Inderdaad Zeeuw, als we deel hebben aan de verbondszegen zijn we een kind van het verbond wat deelt in de beloften van het verbond.
Toch ligt er hier het gevaar dat verbond en verkiezing vereenzelvigt worden; en dan ga je aan de andere kant van de weg net zo goed de sloot in..
Dan verliezen we uit het oog dat het gehele volk Israel besneden was; en dat hun allen 'de belofte toekomt' (hand 2:39); dat hun 'de woorden God waren toebetrouwd'.
En uiteindelijk kom je dan weer op het al zo vaak besproken punt; hoe kan God welmenend en onvoorwaardelijk de belofte aanbieden aan verworpenen ?
Om deze spanning heb ik de vraag ook gesteld.

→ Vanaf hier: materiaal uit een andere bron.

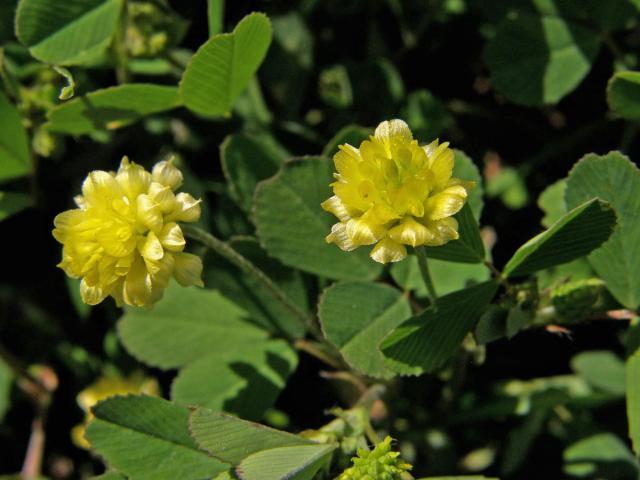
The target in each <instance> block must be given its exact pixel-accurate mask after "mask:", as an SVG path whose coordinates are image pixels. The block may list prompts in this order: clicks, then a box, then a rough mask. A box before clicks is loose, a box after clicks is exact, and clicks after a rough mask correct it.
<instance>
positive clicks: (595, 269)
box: [565, 152, 640, 309]
mask: <svg viewBox="0 0 640 480" xmlns="http://www.w3.org/2000/svg"><path fill="white" fill-rule="evenodd" d="M638 192H640V170H638V167H636V166H635V165H634V164H633V163H632V162H631V161H630V160H629V159H628V158H627V157H625V156H624V155H622V154H621V153H619V152H611V153H608V154H607V155H603V156H598V155H593V154H590V155H586V156H585V157H584V158H582V159H581V160H580V161H579V162H578V163H577V164H576V165H575V166H574V167H573V169H572V170H571V173H570V174H569V179H568V182H567V191H566V193H565V200H566V203H567V207H568V208H574V207H575V206H576V205H579V204H580V203H582V202H584V201H586V200H587V199H589V198H592V197H598V198H601V199H602V200H605V201H607V202H609V203H610V204H611V205H612V206H613V208H614V209H615V211H616V213H617V215H618V225H617V227H616V229H615V231H614V232H613V234H612V235H611V237H610V238H609V240H608V241H607V242H606V243H605V244H604V245H602V247H600V248H599V249H597V250H595V251H594V252H592V253H591V255H589V257H588V259H589V263H590V264H591V266H592V267H593V269H594V270H595V271H596V273H597V274H598V275H599V276H600V278H602V280H604V281H605V283H606V284H607V288H608V289H609V291H610V292H611V293H612V294H613V296H614V297H616V299H617V300H618V301H619V302H620V303H622V304H623V305H624V306H626V307H627V308H632V309H636V308H638V306H640V248H638V245H640V222H638V212H640V195H639V194H638Z"/></svg>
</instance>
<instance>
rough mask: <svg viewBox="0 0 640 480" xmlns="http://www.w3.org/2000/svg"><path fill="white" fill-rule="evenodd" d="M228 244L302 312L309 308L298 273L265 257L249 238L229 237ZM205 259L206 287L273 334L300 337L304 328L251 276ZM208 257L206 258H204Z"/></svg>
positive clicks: (303, 280) (214, 262)
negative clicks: (230, 302)
mask: <svg viewBox="0 0 640 480" xmlns="http://www.w3.org/2000/svg"><path fill="white" fill-rule="evenodd" d="M230 244H231V246H232V247H233V248H234V249H235V250H236V251H238V252H239V253H240V254H242V255H243V256H244V257H245V258H248V259H249V260H250V261H251V262H252V263H253V264H254V265H256V266H257V267H258V268H259V269H260V270H262V271H263V272H268V274H269V277H270V278H271V279H272V280H273V281H274V282H276V283H277V284H278V286H279V287H280V288H281V289H282V290H283V291H284V292H285V293H286V294H287V295H288V296H289V298H290V299H291V300H292V301H293V302H295V303H296V305H297V306H298V307H299V308H300V310H302V311H303V312H308V311H309V300H308V295H307V290H306V287H305V282H304V278H303V276H302V274H301V273H300V272H298V271H295V270H292V269H290V268H287V267H285V266H283V265H282V264H281V263H280V262H278V261H277V260H275V259H273V258H271V257H269V256H268V255H267V253H266V252H265V251H264V250H263V249H262V248H260V245H259V244H258V241H257V240H256V239H253V238H242V239H232V240H231V241H230ZM212 257H213V258H212V260H211V261H207V262H205V270H204V281H205V284H206V285H207V286H208V287H211V288H214V289H217V290H219V291H220V292H221V293H222V294H223V295H224V296H225V297H226V298H227V299H229V300H231V301H232V302H233V303H235V304H236V305H237V306H238V307H239V308H241V309H243V310H245V311H246V312H247V314H248V316H249V317H250V318H251V321H252V322H254V323H256V324H257V325H259V326H260V327H262V328H265V329H267V330H269V331H271V332H273V333H275V334H278V333H282V332H287V334H288V335H290V336H292V337H294V338H300V337H303V336H304V335H305V333H306V328H305V327H304V325H302V324H301V322H300V319H299V318H298V317H297V316H295V315H293V314H292V312H291V310H289V309H288V308H286V307H284V306H283V305H282V304H281V303H280V302H278V301H276V300H275V299H274V298H273V296H272V295H271V294H270V293H268V292H265V290H264V287H263V286H261V285H260V284H259V283H257V282H256V280H255V279H254V278H253V277H252V276H251V275H246V274H244V273H240V272H238V269H237V267H235V266H234V265H231V264H230V263H228V262H227V261H226V260H224V259H222V258H221V257H219V256H213V255H212ZM207 258H208V257H207Z"/></svg>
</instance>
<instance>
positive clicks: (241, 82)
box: [180, 13, 271, 116]
mask: <svg viewBox="0 0 640 480" xmlns="http://www.w3.org/2000/svg"><path fill="white" fill-rule="evenodd" d="M270 43H271V23H270V22H269V19H268V18H267V17H266V15H264V14H261V13H252V14H250V15H247V16H246V17H244V18H243V19H242V20H241V21H240V23H238V25H237V26H236V28H235V29H234V30H233V33H223V34H220V35H216V36H214V37H212V38H210V39H209V40H208V41H207V42H206V43H205V44H204V45H202V46H201V47H200V48H199V49H198V51H197V52H196V53H195V54H194V56H193V57H192V58H191V62H189V65H187V68H186V70H185V71H184V74H183V76H182V80H181V81H180V94H181V96H182V99H183V101H184V104H185V106H186V107H187V108H189V109H190V110H192V111H194V112H195V113H197V114H200V115H203V116H218V115H226V114H228V113H229V111H230V110H231V107H232V106H233V103H234V102H235V100H236V98H238V95H240V93H242V91H243V90H244V89H245V88H246V87H247V85H248V83H249V80H251V77H253V75H254V74H255V73H256V71H257V70H258V67H259V66H260V64H261V63H262V60H263V59H264V57H265V55H266V53H267V49H268V48H269V44H270Z"/></svg>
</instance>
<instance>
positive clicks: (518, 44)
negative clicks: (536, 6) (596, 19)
mask: <svg viewBox="0 0 640 480" xmlns="http://www.w3.org/2000/svg"><path fill="white" fill-rule="evenodd" d="M599 49H600V40H599V38H598V34H597V32H595V31H592V30H590V29H588V28H585V27H583V26H581V25H579V24H577V23H573V22H571V21H569V20H566V19H564V18H562V17H559V16H555V15H543V16H539V15H534V14H530V13H525V12H519V13H518V14H517V15H513V16H509V17H507V18H506V19H505V20H504V21H503V22H502V23H501V24H500V26H499V27H498V31H497V33H496V36H495V37H494V38H493V39H492V40H491V41H490V42H489V44H488V45H487V48H486V50H485V55H484V57H485V61H486V62H487V65H488V66H489V70H490V71H491V82H492V83H493V85H494V87H495V88H496V89H497V90H498V91H500V92H501V93H503V94H504V95H506V96H507V97H508V98H509V99H510V100H511V101H513V102H515V103H519V104H522V105H527V106H541V105H544V104H550V103H556V102H558V101H559V100H560V99H561V98H562V97H564V96H565V95H567V94H568V93H569V92H571V91H572V90H573V89H575V88H576V87H577V86H578V84H579V83H580V82H581V81H582V79H583V78H584V77H585V76H586V75H587V73H589V70H590V69H591V64H592V63H593V61H594V59H595V57H596V55H597V53H598V51H599Z"/></svg>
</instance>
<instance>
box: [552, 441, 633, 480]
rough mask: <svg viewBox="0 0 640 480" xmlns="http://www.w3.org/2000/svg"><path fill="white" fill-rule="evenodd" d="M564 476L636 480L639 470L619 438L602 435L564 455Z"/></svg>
mask: <svg viewBox="0 0 640 480" xmlns="http://www.w3.org/2000/svg"><path fill="white" fill-rule="evenodd" d="M562 456H563V458H564V472H565V473H566V474H567V475H570V476H575V477H582V478H585V477H588V478H607V479H612V480H613V479H620V480H623V479H627V478H637V476H638V473H639V471H640V469H639V468H638V461H637V460H636V459H635V458H634V457H633V454H632V453H631V452H630V451H629V449H628V448H627V446H626V445H625V444H624V442H623V441H622V440H620V438H618V437H617V436H615V435H613V434H611V433H599V434H596V435H592V436H590V437H587V438H583V439H582V440H579V441H577V442H575V443H574V444H572V445H570V446H569V447H567V448H566V449H565V450H564V452H563V455H562Z"/></svg>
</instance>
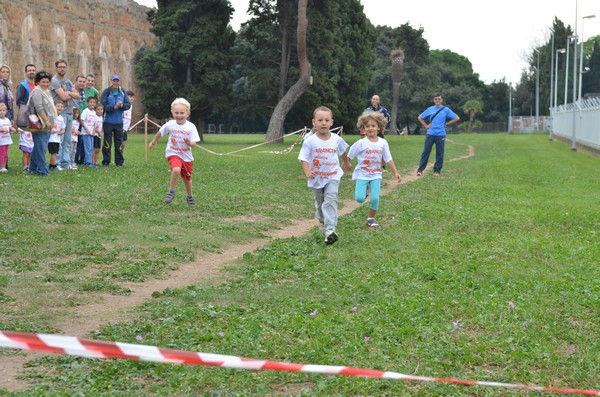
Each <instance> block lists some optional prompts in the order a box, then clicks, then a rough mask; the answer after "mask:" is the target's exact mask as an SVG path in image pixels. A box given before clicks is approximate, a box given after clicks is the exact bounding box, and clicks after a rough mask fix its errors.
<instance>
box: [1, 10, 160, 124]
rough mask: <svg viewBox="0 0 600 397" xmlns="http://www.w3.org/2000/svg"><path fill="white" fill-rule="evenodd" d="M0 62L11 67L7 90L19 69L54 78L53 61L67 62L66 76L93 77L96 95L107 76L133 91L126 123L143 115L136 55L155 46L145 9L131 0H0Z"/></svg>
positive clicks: (154, 42) (109, 83) (102, 86)
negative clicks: (138, 51)
mask: <svg viewBox="0 0 600 397" xmlns="http://www.w3.org/2000/svg"><path fill="white" fill-rule="evenodd" d="M0 3H1V6H0V64H6V65H8V66H10V68H11V83H12V86H13V89H14V90H16V85H17V84H19V83H20V82H21V81H22V80H23V79H24V78H25V70H24V69H25V65H26V64H28V63H32V64H34V65H36V67H37V70H38V71H40V70H46V71H48V72H49V73H50V74H55V67H54V62H55V61H56V60H58V59H60V58H64V59H66V60H67V61H68V63H69V68H68V72H67V77H68V78H69V79H71V80H72V81H73V82H74V81H75V77H76V76H77V75H78V74H83V75H87V74H90V73H92V74H94V75H95V76H96V88H98V91H100V92H102V90H103V89H104V88H106V87H108V86H109V84H110V77H111V76H112V75H113V74H118V75H120V76H121V86H122V87H123V89H125V90H132V91H134V92H135V93H136V102H135V105H134V109H133V119H132V124H133V123H135V122H136V121H137V120H139V119H140V118H142V117H143V113H144V112H143V108H142V104H141V99H142V95H141V92H140V90H139V88H138V87H137V86H136V80H135V70H134V61H135V55H136V53H137V51H138V50H139V49H140V48H141V47H143V46H145V45H148V46H152V45H154V44H155V41H156V38H155V36H154V35H153V34H152V33H150V26H151V25H150V22H148V20H147V18H146V12H147V11H148V10H149V8H147V7H144V6H141V5H139V4H137V3H135V2H133V1H132V0H80V1H73V0H63V1H60V2H56V1H52V0H26V1H24V0H0Z"/></svg>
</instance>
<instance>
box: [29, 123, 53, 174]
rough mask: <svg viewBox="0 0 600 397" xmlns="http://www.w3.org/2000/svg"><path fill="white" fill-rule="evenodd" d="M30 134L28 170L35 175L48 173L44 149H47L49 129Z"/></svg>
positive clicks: (49, 134)
mask: <svg viewBox="0 0 600 397" xmlns="http://www.w3.org/2000/svg"><path fill="white" fill-rule="evenodd" d="M31 136H32V138H33V150H32V151H31V161H30V163H29V172H31V173H32V174H36V175H49V172H48V163H47V162H46V150H48V141H49V140H50V131H48V132H40V133H37V134H31Z"/></svg>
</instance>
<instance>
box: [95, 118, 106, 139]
mask: <svg viewBox="0 0 600 397" xmlns="http://www.w3.org/2000/svg"><path fill="white" fill-rule="evenodd" d="M103 123H104V117H102V116H98V115H96V118H95V120H94V135H96V136H100V134H101V133H102V124H103Z"/></svg>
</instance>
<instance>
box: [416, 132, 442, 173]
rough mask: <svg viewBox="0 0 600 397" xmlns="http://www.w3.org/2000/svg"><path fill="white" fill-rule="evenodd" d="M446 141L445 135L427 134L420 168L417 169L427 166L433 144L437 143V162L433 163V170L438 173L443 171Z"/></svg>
mask: <svg viewBox="0 0 600 397" xmlns="http://www.w3.org/2000/svg"><path fill="white" fill-rule="evenodd" d="M445 143H446V136H445V135H444V136H436V135H429V134H427V136H425V146H424V147H423V153H422V154H421V161H420V162H419V169H418V170H417V171H423V170H424V169H425V168H426V167H427V162H428V161H429V155H430V154H431V149H432V148H433V144H435V164H434V165H433V171H434V172H438V173H439V172H440V171H442V166H443V165H444V144H445Z"/></svg>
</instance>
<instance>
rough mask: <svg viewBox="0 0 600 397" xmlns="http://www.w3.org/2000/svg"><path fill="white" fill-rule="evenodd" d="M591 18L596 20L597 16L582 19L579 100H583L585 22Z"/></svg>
mask: <svg viewBox="0 0 600 397" xmlns="http://www.w3.org/2000/svg"><path fill="white" fill-rule="evenodd" d="M591 18H596V16H595V15H586V16H585V17H583V18H581V54H580V57H581V58H580V61H579V96H578V98H579V99H581V86H582V85H583V73H584V72H583V43H584V39H583V23H584V22H585V20H586V19H591Z"/></svg>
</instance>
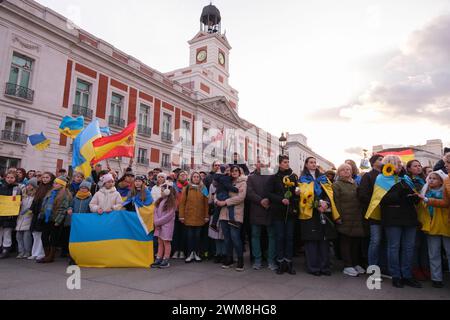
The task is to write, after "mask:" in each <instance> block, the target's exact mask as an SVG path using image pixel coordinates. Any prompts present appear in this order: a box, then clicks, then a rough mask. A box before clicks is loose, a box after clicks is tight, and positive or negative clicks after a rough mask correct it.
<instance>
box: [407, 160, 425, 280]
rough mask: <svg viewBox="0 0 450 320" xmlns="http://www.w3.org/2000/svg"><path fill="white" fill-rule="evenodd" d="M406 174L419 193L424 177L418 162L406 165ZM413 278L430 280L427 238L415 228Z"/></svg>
mask: <svg viewBox="0 0 450 320" xmlns="http://www.w3.org/2000/svg"><path fill="white" fill-rule="evenodd" d="M406 173H407V175H408V176H409V177H410V178H411V180H412V182H413V183H414V187H415V188H414V191H415V192H417V193H420V192H421V191H422V188H423V187H424V185H425V178H426V177H425V175H424V174H423V169H422V164H421V163H420V161H419V160H416V159H414V160H410V161H408V162H407V163H406ZM413 276H414V278H415V279H416V280H419V281H424V280H427V279H430V277H431V274H430V265H429V258H428V247H427V236H426V234H425V232H423V231H422V230H421V229H420V228H417V234H416V242H415V246H414V257H413Z"/></svg>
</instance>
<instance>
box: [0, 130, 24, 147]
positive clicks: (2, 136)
mask: <svg viewBox="0 0 450 320" xmlns="http://www.w3.org/2000/svg"><path fill="white" fill-rule="evenodd" d="M27 139H28V135H26V134H23V133H20V132H14V131H9V130H2V135H1V140H2V141H8V142H14V143H20V144H27Z"/></svg>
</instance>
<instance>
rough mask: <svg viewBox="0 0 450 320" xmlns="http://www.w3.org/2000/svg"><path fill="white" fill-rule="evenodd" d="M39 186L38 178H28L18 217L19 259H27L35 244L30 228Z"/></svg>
mask: <svg viewBox="0 0 450 320" xmlns="http://www.w3.org/2000/svg"><path fill="white" fill-rule="evenodd" d="M37 188H38V181H37V179H36V178H31V179H30V180H28V183H27V186H26V187H25V192H24V194H23V198H22V203H21V205H20V213H19V216H18V217H17V225H16V240H17V249H18V251H19V254H18V255H17V259H26V258H28V257H30V256H31V246H32V244H33V240H32V237H31V230H30V228H31V220H32V218H33V213H32V211H31V209H30V208H31V204H32V203H33V200H34V195H35V194H36V190H37Z"/></svg>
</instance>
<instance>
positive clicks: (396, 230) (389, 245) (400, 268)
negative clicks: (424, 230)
mask: <svg viewBox="0 0 450 320" xmlns="http://www.w3.org/2000/svg"><path fill="white" fill-rule="evenodd" d="M385 230H386V238H387V242H388V265H389V272H390V274H391V276H392V277H393V278H398V279H401V278H404V279H410V278H412V262H413V255H414V243H415V240H416V227H385Z"/></svg>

Jij voegt er eigenlijk mijn vervolgvraag aan toe. Bestaat de gemeente in zijn uiterlijke voorstelling uit ‘onbekeerden en bekeerden’ of uit ‘verworpenen en uitverkorenen’ Bij het eerste mag de belofte welmenend en onvoorwaardelijk worden aangeboden, bij het tweede moet je eerst uitverkoren zijn voordat je de belofte mag aanbieden. Dat is ook de reden dat Dr. Steenblok in zijn prediking nooit de eis van het geloof aan de onbekeerden wilde prediken. Dat kon in zijn visie niet.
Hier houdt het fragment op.